The largely inert barnacle seems to barely qualify as an animal. And it likely doesn’t help that the one “amazing science fact” about the barnacle—the relative size of one of its organs—is not well suited for kids’ books, and so the barnacle is largely ignored in the “nature is cool” literature that has an outsize impact on wildlife popularity.
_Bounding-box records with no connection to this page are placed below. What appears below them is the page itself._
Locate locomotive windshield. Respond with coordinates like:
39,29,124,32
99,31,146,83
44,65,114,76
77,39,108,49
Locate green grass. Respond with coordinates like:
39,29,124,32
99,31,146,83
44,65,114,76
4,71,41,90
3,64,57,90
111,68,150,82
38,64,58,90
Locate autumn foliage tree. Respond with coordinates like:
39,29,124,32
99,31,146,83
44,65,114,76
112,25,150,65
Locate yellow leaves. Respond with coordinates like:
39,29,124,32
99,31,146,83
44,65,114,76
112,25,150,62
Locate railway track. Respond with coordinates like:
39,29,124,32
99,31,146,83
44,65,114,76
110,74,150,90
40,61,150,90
This is not to say that no one likes barnacles. Some people love them. In fact, many of the people who know the most about barnacles—biologists—have been obsessed with these creatures for years. In the middle of publishing his best-known research on evolution, Charles Darwin essentially spent eight years nerding out on barnacles, attempting to classify these enigmatic organisms. His deep dive into the species he called Cirripedia was inspired by his observation of a barnacle on his research vessel, HMS Beagle, years earlier, a burrowing barnacle that Darwin, no joke, had named “Mr. Arthrobalanus.”
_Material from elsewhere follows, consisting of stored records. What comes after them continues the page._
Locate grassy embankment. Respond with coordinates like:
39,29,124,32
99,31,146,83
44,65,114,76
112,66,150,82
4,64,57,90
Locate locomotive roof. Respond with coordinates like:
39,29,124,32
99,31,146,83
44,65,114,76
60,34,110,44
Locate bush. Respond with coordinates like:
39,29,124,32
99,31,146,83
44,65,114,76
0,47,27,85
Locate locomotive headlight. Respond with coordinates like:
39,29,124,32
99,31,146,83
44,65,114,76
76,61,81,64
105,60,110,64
Biologist Rachel Carson was also fascinated by barnacles. And both Darwin and Carson had their barnacle-related work overshadowed by the game-changing nature of their later works. In The Rocky Coast, one of her pre–Silent Spring books, Carson spends much time pondering the barnacle, introducing the species with this poetic description: “Like drifts of old snow no longer white, barnacles come into view; they blanket rocks and old spars wedged into rock crevices, and their sharp cones are sprinkled over empty mussel shells and lobster-pot buoys and the hard stipes of deep-water seaweeds, all mingled in the flotsam of the tide.” And they don’t just provide for scenic shorescapes. Carson characterizes these barnacles as pioneers—humble creatures that likely made way for all the other life forms to settle on the inhospitable rocky coastline of northern New England. She writes, “The first permanent inhabitants must have been such plankton-strainers as the barnacles and mussels, who require little but a firm place to which they may attach themselves.”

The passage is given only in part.